Since the education authorities began advocating for educational reforms, four documents have been published to encourage schools to develop information technology education. Initially, schools were encouraged to enhance their IT infrastructure and train teachers in the use of information technology for instruction. The ultimate goal was to shift from a teacher-centered learning mode to a student-centered learning mode.
e-learning is an important component of information technology education. It refers to the use of computers and information technology by teachers in the classroom. Instead of relying solely on textbooks and traditional blackboards, teachers now use facilities such as smark boards and iPads to guide students in accessing various types of information, videos, animations, and more, in order to promote active learning. Teachers also utilize information technology to assess students' learning progress.
Traditional teaching methods have always been limited by space and time. Teachers would instruct students to open their textbooks and take notes, while using a blackboard or a presentation to explain concepts, followed by assignments and assessments for feedback.
However, e-learning is not constrained by these limitations. By using online learning platforms, teachers can assign practice exercises for students to upload during class, and the online system allows for immediate grading, providing students with quick results and instant feedback from teachers.
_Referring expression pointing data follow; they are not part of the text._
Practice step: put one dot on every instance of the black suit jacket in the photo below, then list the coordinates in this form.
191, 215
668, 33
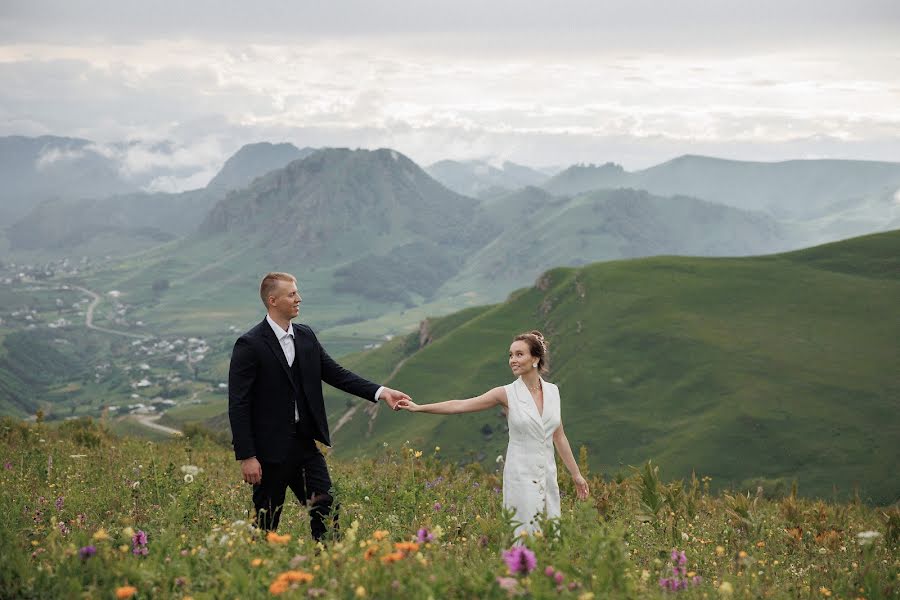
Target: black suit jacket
262, 391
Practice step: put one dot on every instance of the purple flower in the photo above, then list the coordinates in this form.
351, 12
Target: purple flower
139, 538
424, 536
520, 560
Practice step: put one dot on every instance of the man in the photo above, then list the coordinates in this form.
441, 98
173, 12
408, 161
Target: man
276, 408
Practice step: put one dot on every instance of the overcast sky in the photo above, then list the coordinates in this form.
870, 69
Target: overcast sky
540, 83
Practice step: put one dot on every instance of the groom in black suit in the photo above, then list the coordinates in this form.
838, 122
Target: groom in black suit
276, 408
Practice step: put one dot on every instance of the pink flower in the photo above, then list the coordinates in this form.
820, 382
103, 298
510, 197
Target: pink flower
424, 536
520, 560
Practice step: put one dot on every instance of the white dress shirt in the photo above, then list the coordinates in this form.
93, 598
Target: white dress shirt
286, 340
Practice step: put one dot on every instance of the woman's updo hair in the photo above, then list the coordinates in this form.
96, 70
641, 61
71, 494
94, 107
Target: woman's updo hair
537, 345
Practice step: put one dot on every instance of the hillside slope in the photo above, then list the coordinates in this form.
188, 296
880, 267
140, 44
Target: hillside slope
777, 367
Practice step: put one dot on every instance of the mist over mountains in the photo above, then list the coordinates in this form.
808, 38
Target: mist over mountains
375, 223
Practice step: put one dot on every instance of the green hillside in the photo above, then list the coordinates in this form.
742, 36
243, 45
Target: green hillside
754, 371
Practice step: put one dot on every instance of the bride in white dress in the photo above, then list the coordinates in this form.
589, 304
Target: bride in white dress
532, 410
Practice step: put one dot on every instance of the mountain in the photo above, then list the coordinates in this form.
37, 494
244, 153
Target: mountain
477, 178
584, 178
132, 222
754, 371
795, 190
546, 231
252, 161
49, 167
394, 232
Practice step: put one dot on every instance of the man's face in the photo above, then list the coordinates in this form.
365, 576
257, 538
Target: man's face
284, 301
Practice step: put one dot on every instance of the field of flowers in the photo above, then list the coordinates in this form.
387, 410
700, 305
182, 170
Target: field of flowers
89, 515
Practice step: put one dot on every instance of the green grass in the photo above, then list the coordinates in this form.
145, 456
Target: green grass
65, 489
749, 370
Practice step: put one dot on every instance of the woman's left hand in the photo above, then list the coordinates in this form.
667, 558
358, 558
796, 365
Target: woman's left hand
581, 487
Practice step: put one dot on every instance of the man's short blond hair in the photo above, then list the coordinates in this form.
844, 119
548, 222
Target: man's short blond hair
269, 283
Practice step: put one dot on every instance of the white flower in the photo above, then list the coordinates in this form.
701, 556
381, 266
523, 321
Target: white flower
864, 538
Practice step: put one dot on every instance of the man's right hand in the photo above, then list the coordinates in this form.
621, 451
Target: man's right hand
251, 470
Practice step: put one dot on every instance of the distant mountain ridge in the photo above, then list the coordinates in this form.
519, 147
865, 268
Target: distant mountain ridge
754, 371
789, 189
478, 179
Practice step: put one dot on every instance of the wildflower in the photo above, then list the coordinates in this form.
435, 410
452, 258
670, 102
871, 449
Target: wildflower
520, 559
274, 538
284, 581
125, 591
864, 538
139, 544
510, 584
424, 536
392, 557
408, 547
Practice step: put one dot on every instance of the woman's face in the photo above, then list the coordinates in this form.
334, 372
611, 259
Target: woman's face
520, 359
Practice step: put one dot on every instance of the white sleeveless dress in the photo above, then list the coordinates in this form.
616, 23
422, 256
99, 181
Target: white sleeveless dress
529, 473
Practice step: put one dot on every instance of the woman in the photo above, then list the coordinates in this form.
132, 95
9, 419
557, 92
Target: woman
533, 413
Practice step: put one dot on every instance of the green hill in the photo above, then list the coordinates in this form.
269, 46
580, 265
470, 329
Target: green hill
754, 371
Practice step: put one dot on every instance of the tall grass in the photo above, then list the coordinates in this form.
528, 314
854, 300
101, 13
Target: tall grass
88, 514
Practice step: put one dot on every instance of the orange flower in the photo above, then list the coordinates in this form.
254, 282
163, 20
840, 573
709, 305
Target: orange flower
296, 576
283, 582
274, 538
392, 557
407, 547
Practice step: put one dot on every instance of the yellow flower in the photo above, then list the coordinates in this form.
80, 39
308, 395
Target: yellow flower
274, 538
126, 591
407, 547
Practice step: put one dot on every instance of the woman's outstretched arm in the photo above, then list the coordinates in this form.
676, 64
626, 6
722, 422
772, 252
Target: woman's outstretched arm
494, 397
565, 452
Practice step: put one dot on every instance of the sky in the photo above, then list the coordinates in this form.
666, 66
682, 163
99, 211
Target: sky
541, 83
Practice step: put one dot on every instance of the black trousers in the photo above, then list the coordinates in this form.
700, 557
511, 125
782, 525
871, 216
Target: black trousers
306, 473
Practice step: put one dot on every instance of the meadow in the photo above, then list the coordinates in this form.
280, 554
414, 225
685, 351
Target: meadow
88, 514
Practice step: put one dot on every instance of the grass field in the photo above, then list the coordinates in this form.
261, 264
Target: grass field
89, 514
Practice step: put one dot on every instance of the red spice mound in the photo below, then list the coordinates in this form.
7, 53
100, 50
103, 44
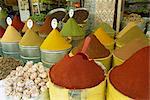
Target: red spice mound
2, 31
131, 78
17, 23
76, 72
95, 49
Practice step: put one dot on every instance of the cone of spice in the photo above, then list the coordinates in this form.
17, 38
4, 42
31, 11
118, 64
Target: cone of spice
46, 28
54, 46
2, 31
104, 38
107, 28
82, 79
17, 23
131, 79
35, 27
130, 32
30, 44
125, 52
95, 51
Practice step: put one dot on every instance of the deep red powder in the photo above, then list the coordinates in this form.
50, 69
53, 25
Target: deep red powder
95, 49
2, 31
76, 72
132, 77
17, 23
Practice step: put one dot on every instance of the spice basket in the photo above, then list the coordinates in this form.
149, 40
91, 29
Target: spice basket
53, 56
43, 96
105, 61
29, 51
94, 93
117, 61
113, 94
10, 47
76, 40
34, 59
15, 55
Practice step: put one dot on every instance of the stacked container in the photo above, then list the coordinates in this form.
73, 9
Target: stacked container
10, 41
29, 45
2, 31
72, 30
54, 47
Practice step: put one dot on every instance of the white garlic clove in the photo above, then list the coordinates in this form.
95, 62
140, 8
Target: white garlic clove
42, 84
29, 63
43, 75
43, 88
19, 68
37, 80
33, 76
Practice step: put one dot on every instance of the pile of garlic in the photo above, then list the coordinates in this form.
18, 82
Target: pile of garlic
26, 82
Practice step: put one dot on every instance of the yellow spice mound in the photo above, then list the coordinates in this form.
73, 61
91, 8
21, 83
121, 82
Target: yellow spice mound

Teachers can also record flip videos and upload them to learning platforms such as Power Lesson or Google Classroom. Students can watch these flip videos at home and complete pre-learning tasks. The following day in class, since students have already grasped the basic concepts, teachers can engage them in more in-depth discussions, thereby enhancing student engagement.
Learning platforms record students' learning progress and outcomes, enabling students to review what they have learned in class, while teachers can evaluate the effectiveness of their teaching process.
Implementing e-learning in schools inevitably involves overcoming various challenges, such as insufficient quantities of iPads or inadequate Wi-Fi facilities.
When we first introduced e-learning in our school, we had only about thirty iPads, and before each class, technicians had to install routers, which was highly inconvenient. With the participation in the Education Bureau's Wi-Fi 900 program, every classroom in the school can now access Wi-Fi, making e-learning much smoother. Subsequently, with the support of the Parent-Teacher Association, our school purchased over a hundred iPads, allowing for the implementation of e-learning in more classes simultaneously.
To further promote e-learning, starting from the 2017-18 academic year, our school introduced a "Bring Your Own Device" policy, where incoming form 1 students are required to purchase their own iPads, facilitating a smoother implementation of e-learning.
To change teachers' classroom teaching habits, it naturally takes time. The school initially familiarized teachers with e-learning concepts and encouraged their participation in training programs. We also invited teachers from other schools to share their experiences in e-learning with our teachers.
Since the implementation of e-learning, many teachers in our school have opened up their classrooms for observations by both internal and external teachers, actively engaging in exchanges with teachers from other schools. Visitors to our school include not only local schools but also schools from overseas, such as Macau, Shenzhen, Taiwan, Thailand, and other places.
Through classroom observations, teachers from our school and other schools share their experiences in e-learning. Of course, teachers from our school also visit other schools to learn from their strengths, aiming to maximize the benefits for students.